Friday, 24 July, 2009
It’s sobering every morning to peep into my lab and see the tabletops and counterspace no less clear of bags. We hauled a few hundred parcels of artifacts and special samples back from the field and they’re waiting in patient ranks for the next phase of work to begin. But I’m happy to say, after nearly a month now, that we’re poised to plunge into the job of processing and analysis.
And this is where the real work of archaeology begins. Fieldwork is a vital step; it remains the most traditional way we collect raw material for study. But all of the grubby potsherds and scraps of bone and even the glittering glass beads would maintain an uncomfortable silence if we neglected to wash them, catalog them, subject them to close examination, and then compare them with material from other excavations. This is a way of saying that, yes, the artifacts have a story to tell, one that surely will take unimagined twists and turns, but they tend to give up their secrets rather grudgingly.
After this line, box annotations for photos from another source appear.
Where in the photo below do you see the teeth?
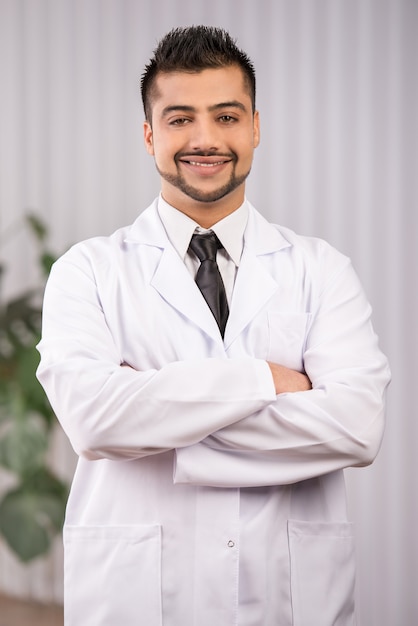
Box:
[189,161,224,167]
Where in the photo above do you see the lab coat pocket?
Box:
[288,520,355,626]
[267,311,310,371]
[64,524,162,626]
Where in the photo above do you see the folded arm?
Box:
[37,251,275,460]
[175,258,390,487]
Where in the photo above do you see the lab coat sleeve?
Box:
[174,262,390,487]
[37,251,275,460]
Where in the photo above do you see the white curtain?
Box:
[0,0,418,626]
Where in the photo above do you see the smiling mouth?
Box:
[183,160,229,167]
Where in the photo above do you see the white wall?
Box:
[0,0,418,626]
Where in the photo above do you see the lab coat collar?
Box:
[125,200,291,348]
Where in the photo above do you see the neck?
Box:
[162,192,244,228]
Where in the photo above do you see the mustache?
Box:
[174,150,238,162]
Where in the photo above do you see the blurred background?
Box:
[0,0,418,626]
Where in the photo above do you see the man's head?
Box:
[141,26,255,124]
[142,26,259,226]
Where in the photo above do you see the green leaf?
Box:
[0,472,64,563]
[0,409,48,477]
[40,250,57,276]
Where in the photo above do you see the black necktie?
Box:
[190,233,229,337]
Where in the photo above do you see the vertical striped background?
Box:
[0,0,418,626]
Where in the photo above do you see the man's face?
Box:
[144,66,259,214]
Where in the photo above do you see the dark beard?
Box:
[155,156,250,203]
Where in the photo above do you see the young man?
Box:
[39,27,389,626]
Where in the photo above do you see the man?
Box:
[38,26,389,626]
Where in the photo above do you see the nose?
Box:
[190,119,221,152]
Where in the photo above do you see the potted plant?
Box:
[0,215,68,563]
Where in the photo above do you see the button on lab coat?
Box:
[38,202,389,626]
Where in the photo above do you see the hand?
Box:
[267,361,312,394]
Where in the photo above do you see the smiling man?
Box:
[38,26,389,626]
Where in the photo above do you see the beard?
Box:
[155,155,250,203]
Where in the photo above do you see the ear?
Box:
[253,111,260,148]
[144,121,154,156]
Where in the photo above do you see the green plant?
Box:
[0,215,68,562]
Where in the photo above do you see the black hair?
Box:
[141,26,255,122]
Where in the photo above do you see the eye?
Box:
[170,117,190,126]
[219,115,238,124]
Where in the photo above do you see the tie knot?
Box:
[190,233,222,262]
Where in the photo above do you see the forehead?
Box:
[151,65,251,110]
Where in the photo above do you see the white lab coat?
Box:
[38,202,389,626]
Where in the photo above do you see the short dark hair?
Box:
[141,26,255,122]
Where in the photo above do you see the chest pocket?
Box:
[267,311,310,371]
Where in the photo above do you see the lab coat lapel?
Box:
[225,206,290,348]
[126,201,222,343]
[151,245,222,343]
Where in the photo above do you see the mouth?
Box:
[178,154,234,176]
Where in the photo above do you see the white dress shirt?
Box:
[158,195,248,305]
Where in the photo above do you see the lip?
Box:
[179,155,232,176]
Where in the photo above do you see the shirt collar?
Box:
[158,195,248,267]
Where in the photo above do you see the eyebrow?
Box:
[161,100,247,117]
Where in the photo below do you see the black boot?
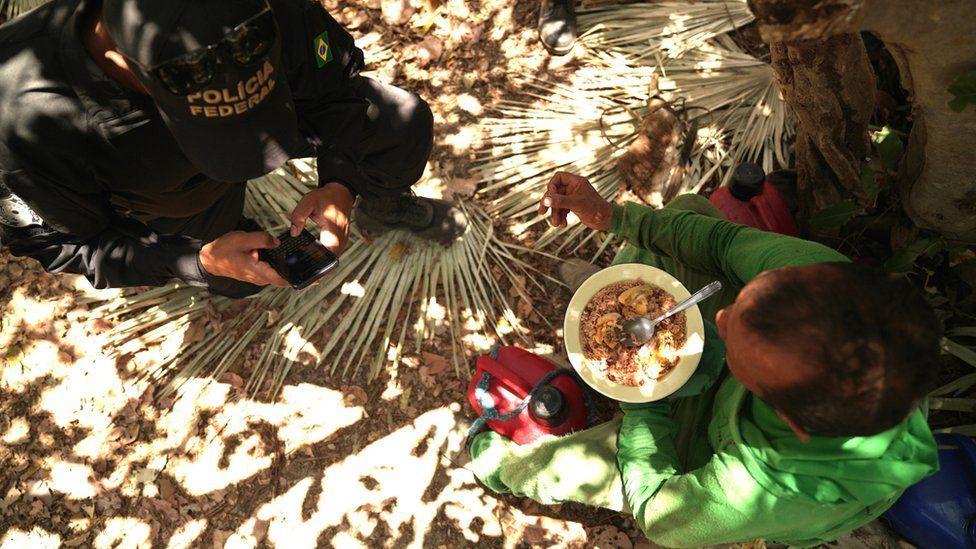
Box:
[353,194,468,244]
[539,0,576,55]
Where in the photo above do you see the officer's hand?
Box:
[291,183,356,255]
[200,231,288,286]
[539,172,613,231]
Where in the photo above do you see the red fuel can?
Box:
[710,163,798,236]
[467,346,588,444]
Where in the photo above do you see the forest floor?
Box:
[0,0,908,548]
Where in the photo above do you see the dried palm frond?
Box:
[0,0,49,20]
[479,44,793,252]
[578,0,753,61]
[94,161,556,396]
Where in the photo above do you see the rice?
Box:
[580,280,686,387]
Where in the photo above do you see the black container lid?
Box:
[529,385,569,427]
[729,162,766,200]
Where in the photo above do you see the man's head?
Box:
[716,263,940,438]
[101,0,311,181]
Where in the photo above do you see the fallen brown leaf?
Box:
[423,353,451,376]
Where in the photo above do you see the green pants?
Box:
[471,195,741,511]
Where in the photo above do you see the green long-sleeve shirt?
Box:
[611,204,938,547]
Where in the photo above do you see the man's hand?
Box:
[539,172,613,231]
[291,183,356,255]
[200,231,288,286]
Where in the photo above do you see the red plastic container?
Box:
[468,347,587,444]
[711,163,798,236]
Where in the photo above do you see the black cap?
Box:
[729,162,766,200]
[102,0,307,182]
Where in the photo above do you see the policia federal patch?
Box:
[312,31,332,69]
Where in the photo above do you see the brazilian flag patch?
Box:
[312,31,332,69]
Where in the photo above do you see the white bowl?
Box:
[563,263,705,403]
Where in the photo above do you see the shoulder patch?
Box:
[312,31,332,69]
[0,190,44,228]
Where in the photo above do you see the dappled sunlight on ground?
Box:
[0,252,608,548]
[0,0,636,548]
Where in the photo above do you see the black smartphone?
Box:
[258,230,339,290]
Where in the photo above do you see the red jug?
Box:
[468,347,589,444]
[711,163,798,236]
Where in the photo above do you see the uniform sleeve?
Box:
[278,0,369,193]
[610,203,849,286]
[0,171,209,289]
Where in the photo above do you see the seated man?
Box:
[0,0,464,297]
[471,173,940,547]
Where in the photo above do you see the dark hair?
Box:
[742,263,941,436]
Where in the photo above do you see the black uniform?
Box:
[0,0,432,295]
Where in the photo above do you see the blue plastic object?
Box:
[884,435,976,549]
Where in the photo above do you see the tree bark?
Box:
[749,0,976,242]
[770,34,875,227]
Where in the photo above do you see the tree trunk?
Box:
[749,0,976,242]
[770,34,875,227]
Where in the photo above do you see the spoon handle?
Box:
[654,280,722,324]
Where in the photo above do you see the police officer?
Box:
[0,0,464,297]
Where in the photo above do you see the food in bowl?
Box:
[580,280,687,387]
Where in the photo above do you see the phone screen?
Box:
[260,231,339,290]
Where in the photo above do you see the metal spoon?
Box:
[620,280,722,347]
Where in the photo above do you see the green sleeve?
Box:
[617,401,678,519]
[610,203,848,286]
[630,455,784,547]
[617,402,809,547]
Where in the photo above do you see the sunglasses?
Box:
[146,2,278,95]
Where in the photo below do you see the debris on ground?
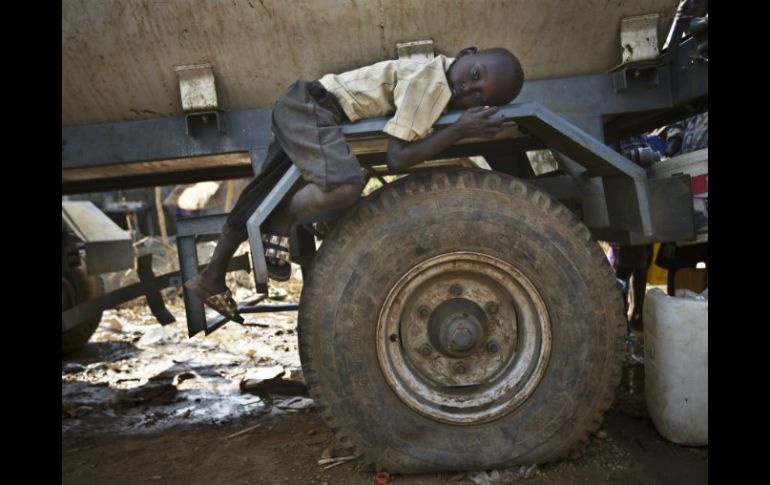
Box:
[467,463,540,485]
[61,362,86,374]
[110,384,177,409]
[374,472,390,485]
[276,397,315,411]
[223,423,262,440]
[318,455,356,470]
[240,371,312,404]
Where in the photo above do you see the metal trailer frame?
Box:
[62,17,708,336]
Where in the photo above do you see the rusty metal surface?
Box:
[62,0,677,126]
[377,251,551,424]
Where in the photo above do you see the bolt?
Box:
[450,326,474,350]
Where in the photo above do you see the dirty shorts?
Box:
[268,81,364,191]
[222,81,364,241]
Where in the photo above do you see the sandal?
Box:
[262,234,291,281]
[184,275,244,323]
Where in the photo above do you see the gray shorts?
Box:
[222,81,364,241]
[268,81,364,190]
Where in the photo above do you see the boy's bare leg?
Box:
[264,183,364,236]
[188,232,243,299]
[193,183,364,295]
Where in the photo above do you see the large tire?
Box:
[61,265,104,355]
[299,169,624,473]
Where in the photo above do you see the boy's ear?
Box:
[455,47,479,59]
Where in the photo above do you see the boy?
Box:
[185,47,524,323]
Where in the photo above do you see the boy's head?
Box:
[447,47,524,109]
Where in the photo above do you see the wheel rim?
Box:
[377,251,551,424]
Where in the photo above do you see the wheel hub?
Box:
[377,252,551,424]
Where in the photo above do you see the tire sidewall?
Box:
[300,170,620,471]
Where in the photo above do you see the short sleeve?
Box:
[382,74,452,141]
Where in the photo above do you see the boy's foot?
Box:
[184,274,244,323]
[262,234,291,281]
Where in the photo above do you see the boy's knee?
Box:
[335,184,364,207]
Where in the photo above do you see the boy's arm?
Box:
[388,106,503,171]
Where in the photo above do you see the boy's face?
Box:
[447,53,513,109]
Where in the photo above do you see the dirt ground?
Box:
[62,264,708,485]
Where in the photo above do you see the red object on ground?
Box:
[374,472,390,485]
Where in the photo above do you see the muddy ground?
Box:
[62,260,708,485]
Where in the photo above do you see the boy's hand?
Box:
[455,106,503,138]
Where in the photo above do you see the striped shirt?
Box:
[319,55,454,141]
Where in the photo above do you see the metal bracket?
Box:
[246,164,300,293]
[184,110,227,138]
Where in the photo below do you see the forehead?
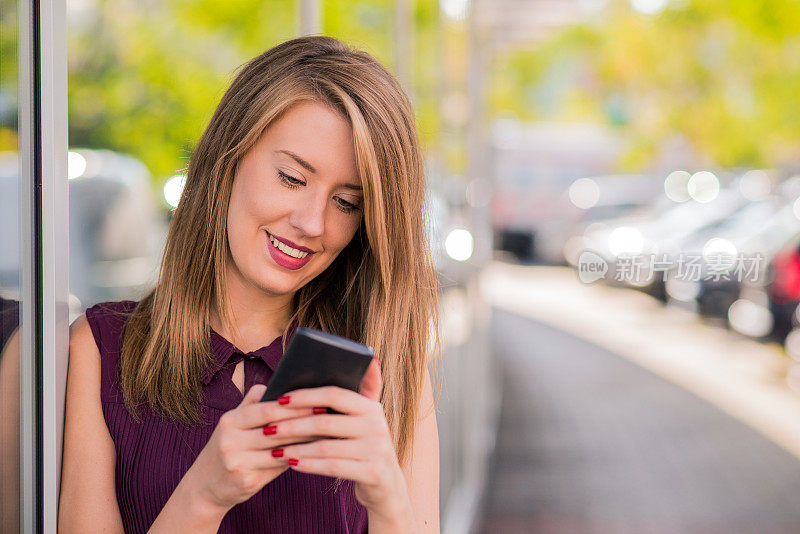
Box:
[253,102,359,182]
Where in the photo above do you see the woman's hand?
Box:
[266,358,408,517]
[182,384,324,515]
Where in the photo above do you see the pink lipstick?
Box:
[264,231,314,270]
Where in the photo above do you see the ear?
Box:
[359,356,383,401]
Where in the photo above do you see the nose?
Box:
[289,189,327,237]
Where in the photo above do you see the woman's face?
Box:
[228,102,363,295]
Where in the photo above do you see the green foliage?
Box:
[68,0,444,182]
[0,0,18,151]
[491,0,800,168]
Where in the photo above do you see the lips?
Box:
[264,231,314,271]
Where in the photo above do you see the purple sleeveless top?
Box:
[86,300,374,534]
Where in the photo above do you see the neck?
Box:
[209,266,294,352]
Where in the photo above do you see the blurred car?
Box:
[0,149,167,319]
[666,196,800,321]
[582,181,748,301]
[489,119,623,260]
[536,175,663,265]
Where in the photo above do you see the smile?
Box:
[266,232,314,269]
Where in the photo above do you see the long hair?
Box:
[120,36,441,476]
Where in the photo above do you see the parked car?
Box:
[0,149,167,318]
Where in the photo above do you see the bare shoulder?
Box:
[69,314,100,360]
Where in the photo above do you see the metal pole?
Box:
[297,0,322,35]
[394,0,414,101]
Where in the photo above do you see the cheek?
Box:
[324,215,361,254]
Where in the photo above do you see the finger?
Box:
[236,402,314,428]
[239,384,267,406]
[237,450,296,469]
[274,414,368,441]
[286,386,375,415]
[241,428,327,450]
[359,356,383,401]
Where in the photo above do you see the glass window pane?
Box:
[0,0,20,533]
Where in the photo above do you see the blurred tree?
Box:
[68,0,444,182]
[491,0,800,169]
[0,0,18,151]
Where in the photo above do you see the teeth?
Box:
[269,234,308,259]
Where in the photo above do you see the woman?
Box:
[59,36,439,533]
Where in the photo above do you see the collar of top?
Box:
[200,320,297,385]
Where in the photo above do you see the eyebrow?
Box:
[275,150,362,191]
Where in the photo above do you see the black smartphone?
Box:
[261,326,374,414]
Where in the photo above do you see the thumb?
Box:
[359,356,383,400]
[239,384,267,406]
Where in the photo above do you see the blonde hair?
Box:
[120,36,441,478]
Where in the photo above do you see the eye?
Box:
[278,171,305,189]
[335,197,361,213]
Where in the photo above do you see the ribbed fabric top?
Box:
[86,300,367,534]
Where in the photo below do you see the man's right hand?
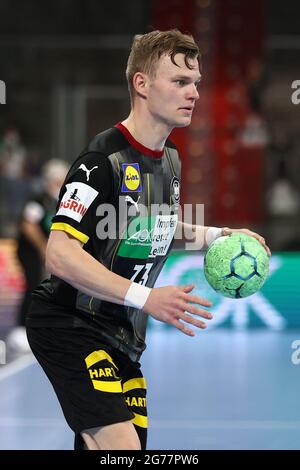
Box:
[143,284,213,336]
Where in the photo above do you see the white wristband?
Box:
[124,282,151,309]
[206,227,223,246]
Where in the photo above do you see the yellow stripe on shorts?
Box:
[92,380,122,393]
[85,349,119,370]
[123,377,147,393]
[131,413,148,428]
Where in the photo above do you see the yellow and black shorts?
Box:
[27,327,147,449]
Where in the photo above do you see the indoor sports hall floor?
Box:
[0,329,300,450]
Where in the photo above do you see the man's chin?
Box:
[174,117,192,127]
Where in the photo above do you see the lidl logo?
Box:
[121,163,142,193]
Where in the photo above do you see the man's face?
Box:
[147,54,201,127]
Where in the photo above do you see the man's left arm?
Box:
[175,221,271,256]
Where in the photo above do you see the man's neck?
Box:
[122,110,172,151]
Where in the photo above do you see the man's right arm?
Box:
[46,230,212,336]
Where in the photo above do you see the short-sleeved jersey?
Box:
[27,124,180,361]
[18,191,57,257]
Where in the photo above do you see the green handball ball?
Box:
[204,233,269,299]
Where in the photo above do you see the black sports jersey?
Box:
[17,191,57,258]
[27,124,180,361]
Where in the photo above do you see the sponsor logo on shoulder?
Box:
[56,182,99,222]
[121,163,142,193]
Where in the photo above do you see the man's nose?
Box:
[189,83,199,100]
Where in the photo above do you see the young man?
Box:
[27,30,270,450]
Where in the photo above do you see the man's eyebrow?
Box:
[173,75,202,82]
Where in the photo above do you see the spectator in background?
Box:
[0,127,29,237]
[7,159,68,353]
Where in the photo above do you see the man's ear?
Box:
[132,72,149,98]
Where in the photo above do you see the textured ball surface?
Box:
[204,233,269,299]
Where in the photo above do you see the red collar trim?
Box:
[115,122,164,158]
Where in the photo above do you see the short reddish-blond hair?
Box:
[126,29,200,103]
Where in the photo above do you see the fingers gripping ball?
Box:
[204,233,269,299]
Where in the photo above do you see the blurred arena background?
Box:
[0,0,300,450]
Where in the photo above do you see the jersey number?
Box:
[130,263,153,286]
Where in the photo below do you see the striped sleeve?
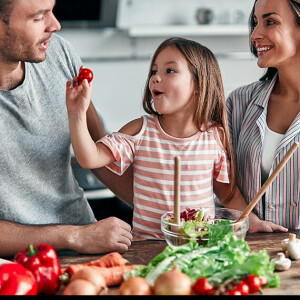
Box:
[99,132,135,175]
[213,150,230,183]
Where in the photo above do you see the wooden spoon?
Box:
[234,142,299,225]
[174,156,181,225]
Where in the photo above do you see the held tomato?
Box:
[244,275,261,294]
[193,277,214,295]
[259,276,268,286]
[78,68,93,83]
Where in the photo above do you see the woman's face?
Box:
[251,0,300,69]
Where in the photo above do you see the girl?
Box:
[67,38,239,240]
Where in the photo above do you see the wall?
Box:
[59,0,262,131]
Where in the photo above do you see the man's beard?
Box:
[0,30,46,63]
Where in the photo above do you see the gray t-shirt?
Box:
[0,34,96,225]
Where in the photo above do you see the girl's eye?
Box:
[167,68,175,74]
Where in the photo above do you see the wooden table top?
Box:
[59,230,300,295]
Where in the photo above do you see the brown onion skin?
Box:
[71,267,106,293]
[62,279,98,296]
[119,276,152,296]
[153,264,192,295]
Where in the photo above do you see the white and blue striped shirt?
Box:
[227,75,300,229]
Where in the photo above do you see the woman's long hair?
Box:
[143,37,236,199]
[249,0,300,81]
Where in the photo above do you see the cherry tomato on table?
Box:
[193,277,214,295]
[78,68,93,83]
[236,281,250,296]
[244,275,261,294]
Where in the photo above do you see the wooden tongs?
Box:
[234,142,299,225]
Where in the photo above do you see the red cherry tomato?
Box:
[244,275,261,294]
[236,281,250,296]
[193,277,214,295]
[259,276,268,286]
[78,68,93,83]
[228,289,242,296]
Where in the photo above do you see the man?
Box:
[0,0,132,257]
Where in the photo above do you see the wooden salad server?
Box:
[234,142,299,225]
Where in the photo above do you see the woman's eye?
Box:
[267,20,275,25]
[167,68,175,74]
[34,17,44,22]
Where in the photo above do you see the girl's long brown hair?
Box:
[143,37,236,201]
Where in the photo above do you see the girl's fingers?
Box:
[67,81,72,90]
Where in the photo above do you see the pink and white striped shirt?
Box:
[227,75,300,229]
[100,115,230,240]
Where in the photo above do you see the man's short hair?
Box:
[0,0,14,24]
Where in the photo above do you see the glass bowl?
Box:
[161,207,249,246]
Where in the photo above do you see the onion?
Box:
[71,267,106,294]
[119,276,152,295]
[153,263,192,295]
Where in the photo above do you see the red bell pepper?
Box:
[0,263,38,296]
[15,244,61,295]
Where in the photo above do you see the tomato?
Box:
[259,276,268,286]
[244,275,261,293]
[236,281,250,296]
[193,277,214,295]
[78,68,93,83]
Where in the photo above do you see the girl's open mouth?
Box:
[152,90,163,97]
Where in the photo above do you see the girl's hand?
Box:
[66,77,92,114]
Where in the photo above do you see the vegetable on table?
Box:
[15,244,61,295]
[62,279,98,296]
[281,233,300,251]
[282,233,300,260]
[124,223,280,295]
[60,265,134,286]
[272,253,292,271]
[70,267,106,294]
[0,263,38,296]
[153,263,192,295]
[62,252,128,275]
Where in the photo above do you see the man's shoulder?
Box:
[48,33,75,53]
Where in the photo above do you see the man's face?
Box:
[0,0,60,62]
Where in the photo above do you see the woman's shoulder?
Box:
[228,80,271,98]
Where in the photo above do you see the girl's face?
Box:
[251,0,300,69]
[149,47,195,115]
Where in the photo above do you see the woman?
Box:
[227,0,300,231]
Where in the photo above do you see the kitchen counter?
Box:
[59,230,300,295]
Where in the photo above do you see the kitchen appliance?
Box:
[53,0,118,28]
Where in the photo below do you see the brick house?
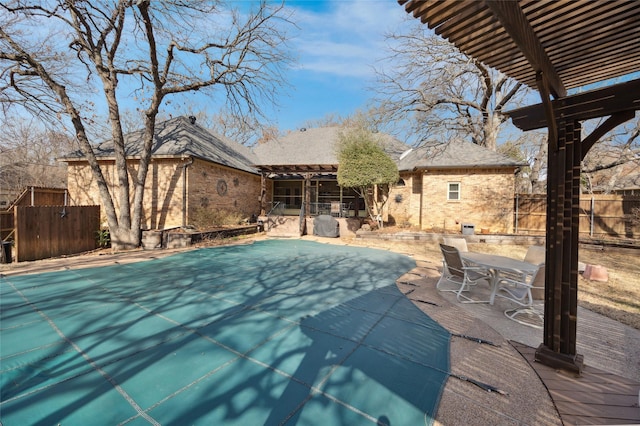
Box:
[62,117,261,229]
[254,127,408,216]
[63,117,523,232]
[388,140,526,233]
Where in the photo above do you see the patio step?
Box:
[260,216,300,237]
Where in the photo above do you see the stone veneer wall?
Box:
[188,159,261,223]
[389,169,515,233]
[67,158,260,229]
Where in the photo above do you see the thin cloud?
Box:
[291,0,406,79]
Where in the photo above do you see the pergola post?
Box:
[535,121,583,373]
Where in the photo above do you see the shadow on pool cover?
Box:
[0,241,449,426]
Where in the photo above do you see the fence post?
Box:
[514,194,520,234]
[589,195,596,238]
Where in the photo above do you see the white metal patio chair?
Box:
[442,237,469,252]
[436,244,491,303]
[496,246,545,328]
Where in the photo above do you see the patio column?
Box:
[535,121,583,373]
[304,173,311,217]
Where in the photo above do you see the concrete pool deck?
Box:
[0,237,640,425]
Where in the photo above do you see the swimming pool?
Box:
[0,240,450,426]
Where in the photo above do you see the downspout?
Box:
[182,157,193,227]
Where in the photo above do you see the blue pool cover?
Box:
[0,240,450,426]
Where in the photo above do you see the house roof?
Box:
[63,117,257,173]
[398,140,527,172]
[254,126,409,173]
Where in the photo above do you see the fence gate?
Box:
[14,206,100,262]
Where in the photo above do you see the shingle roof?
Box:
[254,127,409,166]
[64,117,257,173]
[398,140,526,171]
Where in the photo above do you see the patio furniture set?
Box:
[436,237,545,328]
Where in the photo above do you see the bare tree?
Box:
[0,117,77,204]
[497,132,548,194]
[377,19,526,150]
[582,118,640,193]
[0,0,289,249]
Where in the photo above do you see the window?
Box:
[447,182,460,201]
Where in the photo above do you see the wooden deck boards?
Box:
[511,342,640,425]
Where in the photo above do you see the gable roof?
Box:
[398,140,527,172]
[254,126,409,166]
[63,117,257,173]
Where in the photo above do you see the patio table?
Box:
[460,252,539,305]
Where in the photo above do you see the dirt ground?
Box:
[350,239,640,330]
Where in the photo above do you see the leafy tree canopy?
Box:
[338,127,400,226]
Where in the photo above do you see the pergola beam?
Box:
[487,0,567,98]
[505,79,640,131]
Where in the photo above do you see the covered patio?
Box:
[398,0,640,373]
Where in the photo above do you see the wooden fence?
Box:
[515,194,640,238]
[13,206,100,262]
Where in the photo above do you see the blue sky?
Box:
[262,0,407,130]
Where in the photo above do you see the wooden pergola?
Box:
[398,0,640,372]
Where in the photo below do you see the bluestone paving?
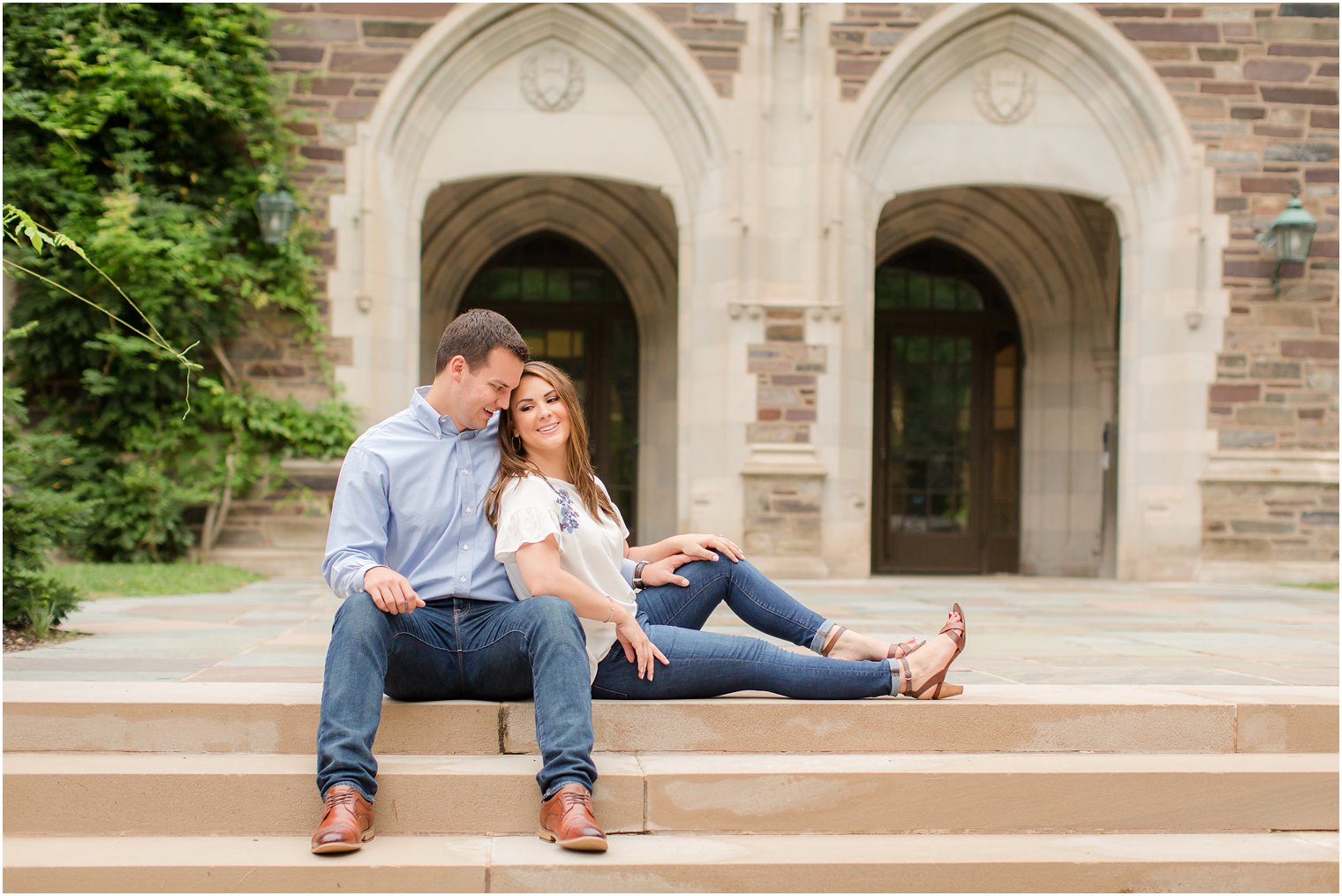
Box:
[4,576,1338,685]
Part of my time back at the museum has been devoted to arranging for the sophisticated kinds of analysis that form our modern archaeological arsenal. These days it is possible to wring information from even the smallest of artifacts with the use of laser imaging, “ray guns” that determine the chemical composition of objects without having to sacrifice a sample, and lab processes that can tell us the age of teeny-tiny bits of organic material. These kinds of tests will be especially helpful as we contemplate the origin of the European objects.
So sit tight and stay with us over the coming months. I can assure you that we’ve barely begun to understand the real meaning and impact of our findings.